What do you think about the possibility that, in practice, a really good strategy might be to not learn about humans at all, but just to learn to adapt to whatever player is out there (if you’re powerful enough to use a simplicity prior, you only make a small finite number of mistakes relative to the best hypothesis in your hypothesis space)? I think it might exacerbate the issues CIRL has with distinguishing humans from the environment.
So in general the larger the set of agents that you have to be robust to, the less you are able to coordinate with them. If you need to coordinate with a human on saying the same word out of “Heads” and “Tails”, you can probably do it. If you need to coordinate with an arbitrary agent about that, you have no hope.
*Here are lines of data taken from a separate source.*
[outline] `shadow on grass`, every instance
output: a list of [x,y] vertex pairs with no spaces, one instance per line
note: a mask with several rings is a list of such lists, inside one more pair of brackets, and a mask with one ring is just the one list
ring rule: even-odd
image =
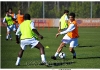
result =
[[[53,67],[53,66],[66,66],[66,65],[71,65],[75,63],[74,61],[48,61],[49,66],[48,67]],[[44,66],[44,65],[40,65],[40,62],[36,62],[36,61],[31,61],[31,62],[27,62],[25,65],[21,65],[21,66],[34,66],[36,68],[40,67],[40,66]]]
[[54,62],[54,63],[49,63],[49,64],[51,66],[61,66],[61,65],[71,65],[73,63],[75,63],[75,62],[74,61],[72,61],[72,62],[66,62],[66,61],[64,61],[64,62]]
[[80,45],[80,44],[79,44],[77,47],[82,48],[82,47],[94,47],[94,46],[92,46],[92,45],[87,45],[87,46],[86,46],[86,45]]
[[100,58],[100,57],[84,57],[84,58],[77,58],[77,59],[97,59],[97,58]]

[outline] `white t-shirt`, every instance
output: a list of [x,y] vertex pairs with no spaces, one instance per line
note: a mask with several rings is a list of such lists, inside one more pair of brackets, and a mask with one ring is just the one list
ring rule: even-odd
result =
[[[31,22],[30,27],[31,27],[31,29],[36,29],[34,22]],[[16,35],[21,35],[20,26],[18,27],[18,29],[16,31]]]
[[3,23],[5,23],[6,22],[6,18],[3,18]]
[[71,32],[74,29],[75,29],[75,25],[74,24],[70,24],[69,27],[66,30],[60,32],[60,34],[65,34],[65,33]]

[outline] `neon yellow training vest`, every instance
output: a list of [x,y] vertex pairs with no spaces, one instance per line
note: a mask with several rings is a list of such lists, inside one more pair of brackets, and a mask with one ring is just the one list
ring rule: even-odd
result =
[[61,22],[61,29],[65,29],[68,27],[68,23],[65,22],[65,16],[66,14],[64,14],[61,19],[60,19],[60,22]]
[[31,20],[25,20],[20,24],[21,39],[37,38],[30,27],[31,22]]
[[5,19],[6,19],[6,22],[7,22],[8,26],[14,24],[11,16],[5,16]]

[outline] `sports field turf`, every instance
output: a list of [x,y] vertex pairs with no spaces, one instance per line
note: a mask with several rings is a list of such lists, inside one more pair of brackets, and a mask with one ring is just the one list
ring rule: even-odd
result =
[[[44,40],[40,42],[49,48],[45,48],[46,59],[52,66],[50,68],[100,68],[100,27],[98,28],[79,28],[79,46],[75,48],[77,59],[72,59],[72,54],[69,52],[69,45],[63,48],[66,53],[66,59],[52,60],[58,48],[63,35],[55,38],[57,28],[40,28],[40,34],[44,36]],[[20,66],[15,66],[20,46],[16,44],[14,32],[12,34],[12,41],[6,41],[6,28],[1,28],[1,68],[48,68],[39,65],[40,54],[37,49],[30,49],[27,47],[21,59]]]

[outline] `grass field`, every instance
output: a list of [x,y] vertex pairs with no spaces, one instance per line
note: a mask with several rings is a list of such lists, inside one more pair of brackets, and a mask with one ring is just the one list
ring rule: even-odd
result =
[[[50,57],[54,55],[58,48],[63,35],[55,38],[57,28],[40,28],[39,32],[44,36],[40,42],[49,48],[45,48],[46,59],[52,66],[50,68],[100,68],[100,27],[98,28],[79,28],[79,46],[75,48],[77,59],[72,59],[69,52],[69,45],[63,48],[66,53],[66,59],[52,60]],[[1,68],[48,68],[39,65],[40,54],[37,49],[27,47],[21,59],[21,65],[15,66],[20,46],[16,44],[14,32],[12,41],[6,41],[6,28],[1,28]]]

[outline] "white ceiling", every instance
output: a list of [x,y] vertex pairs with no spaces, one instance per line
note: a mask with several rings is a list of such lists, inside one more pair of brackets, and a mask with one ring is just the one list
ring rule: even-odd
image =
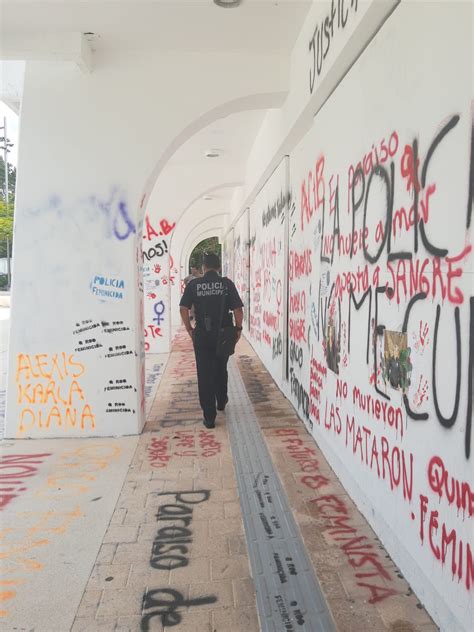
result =
[[289,54],[311,0],[1,0],[0,32],[92,32],[96,49]]
[[[219,119],[189,138],[167,163],[147,210],[156,216],[182,217],[186,233],[196,221],[229,212],[232,196],[245,177],[245,165],[265,111],[250,110]],[[218,158],[206,158],[207,149]],[[204,200],[209,193],[212,200]],[[184,214],[183,214],[184,213]]]
[[[242,52],[247,59],[264,54],[268,63],[287,63],[311,4],[242,0],[239,7],[224,9],[213,0],[0,0],[0,39],[7,36],[14,44],[15,37],[34,36],[48,46],[50,36],[90,32],[98,52]],[[200,63],[196,57],[190,72]],[[264,116],[265,111],[235,114],[191,137],[160,174],[148,212],[171,219],[186,211],[180,229],[185,234],[206,216],[229,212]],[[221,157],[205,158],[209,148],[222,150]],[[211,189],[213,199],[203,200]]]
if you’re powerful enough to use a simplicity prior, you only make a small finite number of mistakes relative to the best hypothesis in your hypothesis space
… But when you update on the evidence that you see, you are learning about humans? I’m not sure why you say this is “not learn[ing] about humans at all”.
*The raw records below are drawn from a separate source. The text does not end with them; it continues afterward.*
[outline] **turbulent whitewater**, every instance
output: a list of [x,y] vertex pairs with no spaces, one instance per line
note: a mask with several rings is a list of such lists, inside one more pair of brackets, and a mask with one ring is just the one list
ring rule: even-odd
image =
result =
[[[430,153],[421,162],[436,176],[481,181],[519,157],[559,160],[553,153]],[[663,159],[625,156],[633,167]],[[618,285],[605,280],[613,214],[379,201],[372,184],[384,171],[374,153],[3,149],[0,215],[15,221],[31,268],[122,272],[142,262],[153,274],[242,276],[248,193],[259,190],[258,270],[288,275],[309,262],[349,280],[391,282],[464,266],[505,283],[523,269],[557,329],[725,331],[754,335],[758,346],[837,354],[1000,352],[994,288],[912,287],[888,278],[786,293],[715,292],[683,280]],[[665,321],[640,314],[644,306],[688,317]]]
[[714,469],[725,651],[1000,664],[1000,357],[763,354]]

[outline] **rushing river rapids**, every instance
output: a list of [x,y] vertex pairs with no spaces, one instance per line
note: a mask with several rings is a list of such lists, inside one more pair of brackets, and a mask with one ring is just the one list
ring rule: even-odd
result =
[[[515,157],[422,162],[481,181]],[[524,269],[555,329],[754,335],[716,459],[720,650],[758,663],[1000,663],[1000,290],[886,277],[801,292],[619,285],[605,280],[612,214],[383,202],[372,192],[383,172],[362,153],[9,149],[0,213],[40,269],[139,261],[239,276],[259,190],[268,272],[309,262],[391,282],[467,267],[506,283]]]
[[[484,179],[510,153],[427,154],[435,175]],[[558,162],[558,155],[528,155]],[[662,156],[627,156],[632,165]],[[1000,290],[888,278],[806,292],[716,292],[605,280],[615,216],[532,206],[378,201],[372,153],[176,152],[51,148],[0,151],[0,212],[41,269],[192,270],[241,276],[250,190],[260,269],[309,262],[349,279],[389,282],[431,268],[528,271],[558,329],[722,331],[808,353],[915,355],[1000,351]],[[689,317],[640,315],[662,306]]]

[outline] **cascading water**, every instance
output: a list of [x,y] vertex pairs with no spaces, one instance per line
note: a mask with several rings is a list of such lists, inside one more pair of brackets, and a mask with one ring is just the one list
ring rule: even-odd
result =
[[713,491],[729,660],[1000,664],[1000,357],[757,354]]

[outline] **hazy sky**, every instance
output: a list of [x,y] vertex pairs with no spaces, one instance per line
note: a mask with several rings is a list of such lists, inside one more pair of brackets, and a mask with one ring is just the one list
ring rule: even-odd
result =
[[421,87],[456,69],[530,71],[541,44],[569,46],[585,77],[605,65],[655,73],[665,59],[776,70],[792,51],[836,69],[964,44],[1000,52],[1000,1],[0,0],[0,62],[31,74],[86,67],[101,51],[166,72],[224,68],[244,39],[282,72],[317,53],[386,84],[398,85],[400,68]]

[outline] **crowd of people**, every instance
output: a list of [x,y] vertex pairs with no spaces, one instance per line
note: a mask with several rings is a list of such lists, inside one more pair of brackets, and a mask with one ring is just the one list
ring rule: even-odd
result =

Also, I disagree with “small” in that quote, but that’s probably not central.
Also, our AI systems are not going to be powerful enough to use a simplicity prior.
… But when you update on the evidence that you see, you are learning about humans? I’m not sure why you say this is “not learn[ing] about humans at all”.
Maybe I should retract this to “not learning about humans at train time,” but on the other hand, maybe not. The point here is probably worth explaining, and then some rationalist taboo is probably in order.
What’s that quote (via Richard Rorty summarizing Donald Davidson)? “If you believe that beavers live in deserts, are pure white in color, and weigh 300 pounds when adult, then you do not have any beliefs, true or false, about beavers.” There is a certain sort of syntactic aboutness that we sometimes care about, not merely that our model captures the function of something, but that we can access the right concept via some specific signal.
When you train the AI on datasets of human behavior, the sense in which it’s “learning about humans” isn’t merely related to its function in a specific environment at test time, it’s learning a model that is forced to capture human behavior in a wide variety of contexts, and it’s learning this model in such a way that you the programmer can access it later to make use of it for planning, and be confident that you’re not like the person trying to use the label “beaver” to communicate with someone who thinks beavers live in deserts.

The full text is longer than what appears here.